Regression analysis is widely used for prediction (including forecasting of time-series data). Use of regression analysis for prediction has substantial overlap with the field of machine learning. Regression analysis is also used to understand which among the independent variables are related to the dependent variable, and to explore the forms of these relationships. In restricted circumstances, regression analysis can be used to infer causal relationships between the independent and dependent variables.
A large body of techniques for carrying out regression analysis has been developed. Familiar methods such as linear regression and ordinary least squares regression are parametric, in that the regression function is defined in terms of a finite number of unknown parameters that are estimated from the data. Nonparametric regression refers to techniques that allow the regression function to lie in a specified set of functions, which may be infinite-dimensional.
The performance of regression analysis methods in practice depends on the form of the data-generating process, and how it relates to the regression approach being used.

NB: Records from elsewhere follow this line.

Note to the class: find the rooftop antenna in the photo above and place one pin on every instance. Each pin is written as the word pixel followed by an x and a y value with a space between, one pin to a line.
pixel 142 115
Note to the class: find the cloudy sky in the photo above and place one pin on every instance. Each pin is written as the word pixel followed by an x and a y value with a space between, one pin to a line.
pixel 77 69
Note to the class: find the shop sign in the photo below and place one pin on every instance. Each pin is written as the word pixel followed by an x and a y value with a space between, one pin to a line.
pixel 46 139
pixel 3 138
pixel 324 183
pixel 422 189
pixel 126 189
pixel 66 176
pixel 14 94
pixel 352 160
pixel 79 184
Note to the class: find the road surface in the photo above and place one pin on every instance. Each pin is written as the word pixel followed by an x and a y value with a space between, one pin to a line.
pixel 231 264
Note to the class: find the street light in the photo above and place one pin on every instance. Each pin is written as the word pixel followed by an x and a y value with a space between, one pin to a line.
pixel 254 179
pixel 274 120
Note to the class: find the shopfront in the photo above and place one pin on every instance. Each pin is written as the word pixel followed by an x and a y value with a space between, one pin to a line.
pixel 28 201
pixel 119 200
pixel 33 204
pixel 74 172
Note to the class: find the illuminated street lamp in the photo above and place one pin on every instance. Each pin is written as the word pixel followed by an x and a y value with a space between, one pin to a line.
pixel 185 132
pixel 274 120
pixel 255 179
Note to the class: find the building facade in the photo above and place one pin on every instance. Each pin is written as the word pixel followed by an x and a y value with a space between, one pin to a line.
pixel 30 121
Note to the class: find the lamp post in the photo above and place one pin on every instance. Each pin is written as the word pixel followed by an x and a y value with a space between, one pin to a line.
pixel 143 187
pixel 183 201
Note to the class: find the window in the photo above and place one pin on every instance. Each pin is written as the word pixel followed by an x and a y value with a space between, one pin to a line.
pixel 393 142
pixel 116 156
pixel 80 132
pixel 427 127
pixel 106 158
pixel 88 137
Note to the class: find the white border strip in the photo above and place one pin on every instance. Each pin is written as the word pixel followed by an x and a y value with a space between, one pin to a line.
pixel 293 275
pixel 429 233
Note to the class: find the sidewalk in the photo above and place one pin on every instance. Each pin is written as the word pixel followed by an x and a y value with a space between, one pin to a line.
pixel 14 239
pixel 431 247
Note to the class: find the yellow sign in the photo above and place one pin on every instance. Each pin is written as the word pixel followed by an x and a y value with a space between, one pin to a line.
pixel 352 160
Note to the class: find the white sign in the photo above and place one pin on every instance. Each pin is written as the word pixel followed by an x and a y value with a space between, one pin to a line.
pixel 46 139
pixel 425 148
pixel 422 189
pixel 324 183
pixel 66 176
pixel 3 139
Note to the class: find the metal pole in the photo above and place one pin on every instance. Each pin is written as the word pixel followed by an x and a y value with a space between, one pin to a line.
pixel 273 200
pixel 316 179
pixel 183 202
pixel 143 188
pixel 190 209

Since the true form of the data-generating process is not known, regression analysis depends to some extent on making assumptions about this process. These assumptions are sometimes (but not always) testable if a large amount of data is available. Regression models for prediction are often useful even when the assumptions are moderately violated, although they may not perform optimally. However when carrying out inference using regression models, especially involving small effects or questions of causality based on observational data, regression methods must be used cautiously as they can easily give misleading results.